US Defense Department report outlines China’s differing ties with India and Pakistan, portraying India as a border interlocutor and Pakistan as China’s top defence export partner.

Published by Abhinandan Mishra

New Delhi: A recently released report by the United States Department of Defense draws a clear distinction between China’s engagement with India and Pakistan, portraying New Delhi as a border-management and sovereignty interlocutor, while placing Islamabad firmly in the category of China’s most important defence export partner.

On India, the report records that in October 2024, Indian leadership announced an agreement with China to disengage from remaining standoff points along the Line of Actual Control (LAC), days before a meeting between President Xi Jinping and Prime Minister Narendra Modi on the sidelines of the BRICS Summit. The Xi–Modi meeting, the report says, marked the start of monthly high-level engagements focused on border management and limited confidence-building measures, including discussions on direct flights, visa facilitation, and exchanges of academics and journalists.

However, the assessment remains cautious. It states that China probably seeks to capitalise on reduced tensions along the LAC to stabilise relations, while adding that India probably remains sceptical of China’s actions and intentions. The report concludes that continued mutual distrust and other unresolved irritants almost certainly limit the bilateral relationship.

India is also referenced in the report’s discussion of China’s stated “core interests,” where Beijing includes its territorial claim over the northeastern Indian state of Arunachal Pradesh alongside Taiwan, the South China Sea, and the Senkaku Islands. The report does not associate this claim with any described military course of action against India.

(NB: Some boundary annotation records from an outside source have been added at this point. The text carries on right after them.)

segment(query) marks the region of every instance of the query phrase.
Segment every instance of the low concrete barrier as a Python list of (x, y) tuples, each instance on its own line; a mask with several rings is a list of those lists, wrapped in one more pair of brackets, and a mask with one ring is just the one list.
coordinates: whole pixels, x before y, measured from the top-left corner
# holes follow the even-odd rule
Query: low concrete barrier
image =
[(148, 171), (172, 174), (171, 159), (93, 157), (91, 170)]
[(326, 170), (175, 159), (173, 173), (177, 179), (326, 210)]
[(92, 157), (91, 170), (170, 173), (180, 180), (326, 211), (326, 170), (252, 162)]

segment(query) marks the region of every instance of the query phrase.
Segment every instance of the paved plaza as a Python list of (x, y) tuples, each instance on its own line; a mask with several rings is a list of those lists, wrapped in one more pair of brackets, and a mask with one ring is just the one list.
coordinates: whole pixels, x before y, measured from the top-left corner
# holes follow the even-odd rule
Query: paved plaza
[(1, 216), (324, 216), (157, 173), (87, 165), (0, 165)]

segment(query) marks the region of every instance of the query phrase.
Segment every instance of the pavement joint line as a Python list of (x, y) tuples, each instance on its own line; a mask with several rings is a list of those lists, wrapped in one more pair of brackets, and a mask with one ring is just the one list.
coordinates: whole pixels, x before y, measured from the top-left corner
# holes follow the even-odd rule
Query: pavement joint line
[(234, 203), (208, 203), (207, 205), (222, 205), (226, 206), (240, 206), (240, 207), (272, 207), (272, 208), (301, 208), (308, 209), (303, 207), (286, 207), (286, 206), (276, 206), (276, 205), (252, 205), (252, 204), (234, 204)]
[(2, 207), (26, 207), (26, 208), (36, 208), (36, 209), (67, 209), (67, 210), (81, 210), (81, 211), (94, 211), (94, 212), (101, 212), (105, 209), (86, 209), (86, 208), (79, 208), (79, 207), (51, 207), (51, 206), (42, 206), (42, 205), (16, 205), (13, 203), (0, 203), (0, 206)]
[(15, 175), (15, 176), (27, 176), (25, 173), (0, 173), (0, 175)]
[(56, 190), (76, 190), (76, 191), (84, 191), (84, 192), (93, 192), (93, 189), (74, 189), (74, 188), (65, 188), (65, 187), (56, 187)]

By contrast, Pakistan features in the report primarily through the lens of defence industrial and arms-transfer ties. The report identifies Pakistan as China’s most significant recipient of Chinese military exports, particularly in combat aviation and naval platforms. It notes that Pakistan is the only country to which China has exported J-10C multirole fighter aircraft, with 20 jets delivered as of May 2025 out of orders placed since 2020, and highlights the long-running China–Pakistan co-production of the JF-17 fighter aircraft.

The report also records past naval sales to Pakistan, including four Chinese frigates delivered in 2017–18, and lists Pakistan among China’s established customers as Beijing seeks to expand its naval export market.

Notably, the assessment does not describe Pakistan as a formal military ally of China, nor does it refer to joint war planning, combined command structures, or Pakistan’s involvement in China’s principal military contingencies, which remain focused on the United States and Taiwan.

Overall, the report presents India and Pakistan as occupying fundamentally different positions in China’s security calculus: India as a neighbour with whom China is managing border tensions amid persistent distrust, and Pakistan as a key defence customer embedded in China’s military export ecosystem, but not portrayed as an operational or strategic co-equal partner.